The 5 keys of an Operator’s Security Plan for a health service

(This post has been prepared by Juan Carlos Muria & Samuel Segarra.)

Regarding the protection of critical infrastructures and essential services, as reflected in the European NIS Directive, in Spain there is a National Strategy that includes the health sector as a critical infrastructure.
In this SAW post, we explain the key success factors for approaching the preparation of the Sector Strategic Plan to render it compliant with Spanish regulation, although there are many points in common with protecting critical infrastructure in other countries, according to our experience.

And finally it arrived: The Sector Strategic Plan (PES) for the health sector was published at the end of October, and now comes the time, for elected operators, to draft the Operator’s Security Plan (OSP) in less than six months, not forgetting that then there will only be four months to detail the Specific Protection Plans for each of the critical infrastructures, and finally the Operational Support Plans (PAO).

This is the minimum required by the National Center for the Protection of Critical Infrastructures, in response to meetings held and emails exchanged with different operators.

The structure of these plans is defined by the (CNPIC) itself, so we have preferred to focus on the things that a healthcare operator should take into account, and since we are on a blog and the content should be short and concrete, we have decided to highlight the 5 most important things, which should not be missing in a OSP.
Shall we start?

The first thing is that the health sector is very broad, and the CNPIC itself identifies 4 subsectors: Healthcare, Public health, Medicines and health products, and Animal health.

The second is that, as we have been saying for some time, the protection of health infrastructures has a very direct impact on patient safety. Therefore, in addition to the fact that the impact of the risks we have to evaluate is very attractive for attackers, in order to identify threats well and quantify their impact and probability, in-depth knowledge of the health sector is necessary.
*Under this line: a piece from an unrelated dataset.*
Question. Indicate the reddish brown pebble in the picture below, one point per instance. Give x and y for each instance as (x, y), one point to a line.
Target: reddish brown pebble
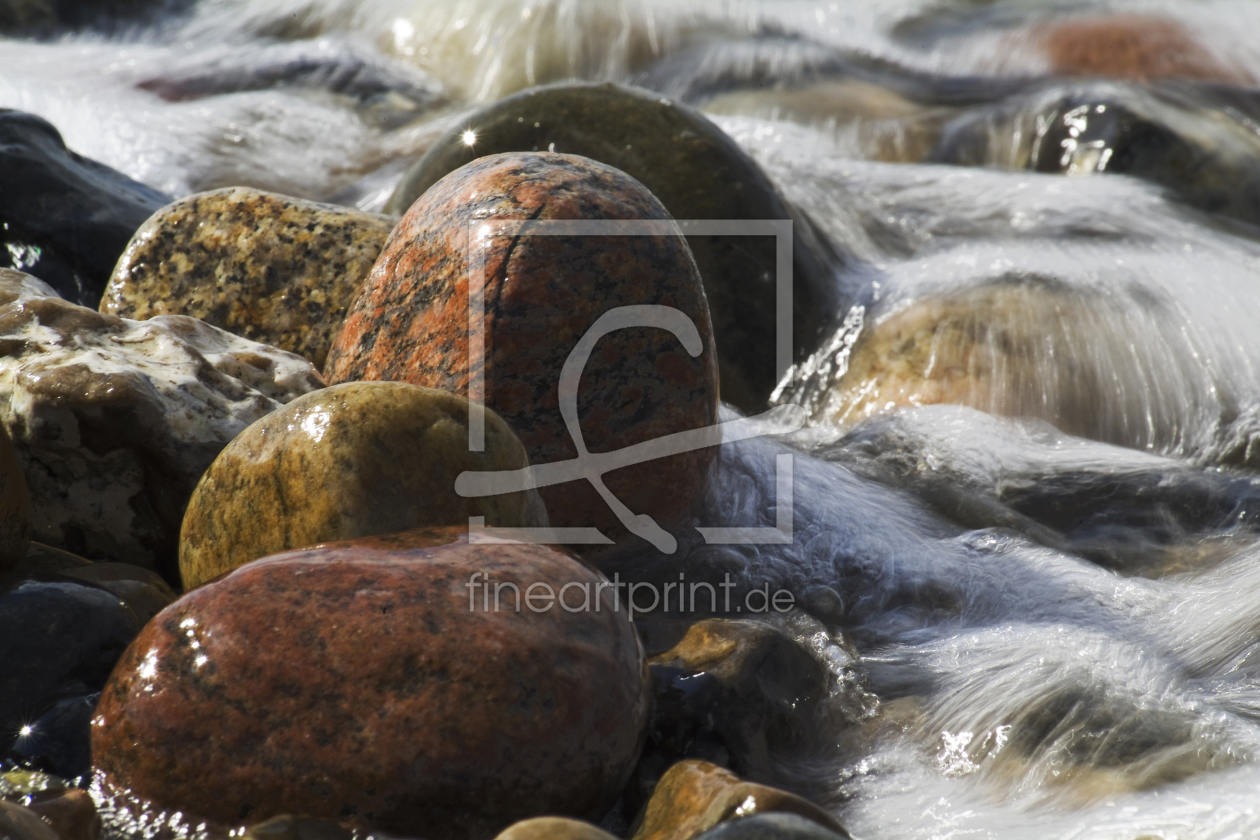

  1. We must identify infrastructure and technology. Technology is increasingly present in the diagnosis, treatment and monitoring of patients and therefore the impact of their unavailability is great, so our OSP should focus not only on infrastructures (physical security) but also on technology (information security and operational security).
  2. Healthcare workers are already hyperconnected.Health infrastructures are not an isolated element, they exchange data and processes with insurance companies, private health, manufacturers of health technology, telemedicine, collaboration among hospitals, between hospitals and universities, pharmacy networks, Social Security, Finance, social services, devices implanted in patients, etc. This increases the attack surface and the contagion vectors, so it is important to complement the risk analysis with this process vision.
  3. No plan is static. But a OSP in a health operator is even less so. The impact of digital transformation on healthcare is only at the beginning, there is still a long way to go, and at the same time healthcare is a VUCA (volatile, uncertain, complex and ambiguous) environment, so our OSP must be prepared for all the pieces to fit together. As you know, we must revise it every two years, but in the next 2 years many things will happen that may force us to revise it ahead of time… And yes, surely also in the next 2 ;-).
  4. The role of the CSR (Security and Liaison Officer) and the Security Delegate. We must bear in mind that CSR represents the critical operator, not a specific critical infrastructure. What does this mean? That it will be the interlocutor before the Secretary of State of Security to deal with issues relating to the security of the different infrastructures of the operator and the plans themselves that are developed. It will also be the contact point for channeling any informative (and operational) needs that may arise. On the other hand, the Security Delegate will constitute the operational link and the information channel with the competent authorities, however, in this case its scope of action is limited to a particular critical infrastructure. Naturally, there must be fluid communication and coordination between both figures at all times in order for security management to be carried out effectively.
  5. Culture eats strategy for breakfast. Peter Drucker already said it, and that does not mean that security strategy is not important, but if there is a lack of security culture (awareness), the strategy can be compromised by the lack of awareness of the users. In the same way, the objective of the OSP and the PPE is not to remain in a drawer, so it is essential that those involved (not only the CSR or the Security Delegate) are familiar with the methods and systems that are established to guarantee adequate levels of protection for this type of infrastructure.

Yes, it is true, there are other important things, such as the risk analysis methodology you are going to use, the identification of essential services, the estimation of the impact that each threat could have, etc., but in this Security Art Work entry we wanted to highlight the most noteworthy aspects, which we often underestimate when caring for our critical infrastructures and which, in the case of health, are especially important.

Now that you’ve come the end, which one is most important to you of them all?